Volunteers who helped save Kilmainham Gaol from ruins to be recognised in 1916 celebrations
A special appeal is being launched to track down volunteers who helped restore the then ruined Kilmainham Gaol 50 years ago.
The prison will play a vital role in the commemoration of the 1916 Rising as most of the leaders of the rebellion were imprisoned and then executed there.
But in the decades that followed, the jail ceased to be used as a prison and it fell into disrepair.
The Kilmainham Gaol Restoration Society started to renovate the decaying building in 1960.
Hundreds of volunteers gave freely of their time and skills to ensure that the building was saved from ruin.
Kilmainham Gaol was formally opened as a museum in 1966 by then President Eamon de Valera on the 50th anniversary of the 1916 Rising.
The building was handed over to the Office of Public Works in 1986, declared a national monument and gets about 330,000 visitors a year.
As part of the 1916 centenary, the Kilmainham Courthouse is being restored as a visitor centre.
However, the minister in charge of the OPW, Simon Harris, wants to acknowledge the work of the volunteers who helped to save Kilmainham Gaol from ruin over 50 years ago.
Mr Harris is linking up with the Kilmainham Gaol Board of Visitors.

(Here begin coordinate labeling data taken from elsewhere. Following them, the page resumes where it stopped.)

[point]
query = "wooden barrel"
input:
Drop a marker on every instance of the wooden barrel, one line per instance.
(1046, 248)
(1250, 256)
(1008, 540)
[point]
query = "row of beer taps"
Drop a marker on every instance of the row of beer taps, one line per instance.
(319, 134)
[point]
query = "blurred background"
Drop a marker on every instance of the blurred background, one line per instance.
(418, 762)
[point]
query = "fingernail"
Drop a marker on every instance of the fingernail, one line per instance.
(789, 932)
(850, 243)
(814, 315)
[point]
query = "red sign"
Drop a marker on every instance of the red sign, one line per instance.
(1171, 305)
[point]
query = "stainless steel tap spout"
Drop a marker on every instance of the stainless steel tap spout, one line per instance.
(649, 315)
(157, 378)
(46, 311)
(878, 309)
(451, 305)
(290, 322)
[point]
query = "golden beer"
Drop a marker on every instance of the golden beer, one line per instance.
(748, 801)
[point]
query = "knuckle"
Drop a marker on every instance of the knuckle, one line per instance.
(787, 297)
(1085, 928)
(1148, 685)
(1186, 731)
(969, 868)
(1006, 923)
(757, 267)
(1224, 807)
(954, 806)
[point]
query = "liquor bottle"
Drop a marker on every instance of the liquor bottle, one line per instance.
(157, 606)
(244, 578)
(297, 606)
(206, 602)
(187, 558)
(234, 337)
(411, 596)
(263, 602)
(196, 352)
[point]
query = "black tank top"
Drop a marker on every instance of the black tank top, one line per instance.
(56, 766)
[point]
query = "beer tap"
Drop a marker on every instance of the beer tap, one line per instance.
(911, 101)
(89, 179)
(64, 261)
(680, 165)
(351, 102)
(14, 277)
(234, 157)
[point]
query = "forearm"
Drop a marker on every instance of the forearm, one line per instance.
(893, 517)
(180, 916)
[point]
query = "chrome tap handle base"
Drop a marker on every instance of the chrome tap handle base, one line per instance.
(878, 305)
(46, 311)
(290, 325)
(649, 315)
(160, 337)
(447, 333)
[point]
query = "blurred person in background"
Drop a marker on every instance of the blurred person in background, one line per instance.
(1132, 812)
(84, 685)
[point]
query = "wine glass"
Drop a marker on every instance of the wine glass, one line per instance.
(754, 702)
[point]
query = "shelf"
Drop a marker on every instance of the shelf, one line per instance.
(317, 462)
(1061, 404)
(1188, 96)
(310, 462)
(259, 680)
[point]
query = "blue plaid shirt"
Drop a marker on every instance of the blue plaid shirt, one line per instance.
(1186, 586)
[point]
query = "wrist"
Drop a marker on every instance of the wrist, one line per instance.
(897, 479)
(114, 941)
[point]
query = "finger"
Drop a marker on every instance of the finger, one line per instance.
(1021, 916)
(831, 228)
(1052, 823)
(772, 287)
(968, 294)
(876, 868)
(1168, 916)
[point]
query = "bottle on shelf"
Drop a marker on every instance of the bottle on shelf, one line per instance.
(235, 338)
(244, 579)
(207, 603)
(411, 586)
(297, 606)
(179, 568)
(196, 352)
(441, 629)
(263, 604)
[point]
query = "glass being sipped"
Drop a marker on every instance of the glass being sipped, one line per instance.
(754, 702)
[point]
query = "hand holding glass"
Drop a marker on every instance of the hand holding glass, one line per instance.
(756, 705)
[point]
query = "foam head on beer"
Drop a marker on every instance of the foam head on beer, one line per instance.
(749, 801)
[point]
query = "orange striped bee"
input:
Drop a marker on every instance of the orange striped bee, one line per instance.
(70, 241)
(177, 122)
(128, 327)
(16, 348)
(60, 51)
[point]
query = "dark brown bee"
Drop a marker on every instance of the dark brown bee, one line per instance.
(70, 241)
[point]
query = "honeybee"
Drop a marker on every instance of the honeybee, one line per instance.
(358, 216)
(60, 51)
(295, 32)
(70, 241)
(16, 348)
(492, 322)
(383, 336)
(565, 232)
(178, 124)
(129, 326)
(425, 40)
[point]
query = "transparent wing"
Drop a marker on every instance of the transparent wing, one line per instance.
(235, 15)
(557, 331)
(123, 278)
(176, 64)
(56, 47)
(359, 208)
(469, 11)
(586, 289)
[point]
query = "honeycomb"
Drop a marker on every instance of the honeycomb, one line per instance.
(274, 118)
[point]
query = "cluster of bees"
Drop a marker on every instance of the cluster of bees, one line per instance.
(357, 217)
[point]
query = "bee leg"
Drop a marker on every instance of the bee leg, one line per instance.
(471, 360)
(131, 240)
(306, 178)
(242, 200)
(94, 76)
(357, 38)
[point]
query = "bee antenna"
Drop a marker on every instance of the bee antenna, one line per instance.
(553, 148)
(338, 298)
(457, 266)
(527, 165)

"These people worked tirelessly for many years on an unpaid basis so that the gaol could be saved from total decay and it is our intention that their effort will be recognised publicly during 2016," Mr Harris said.
"A number of our old colleagues still visit the gaol and are proud to see what they achieved," said Damien Cassidy of the Kilmainham Gaol Board of Visitors.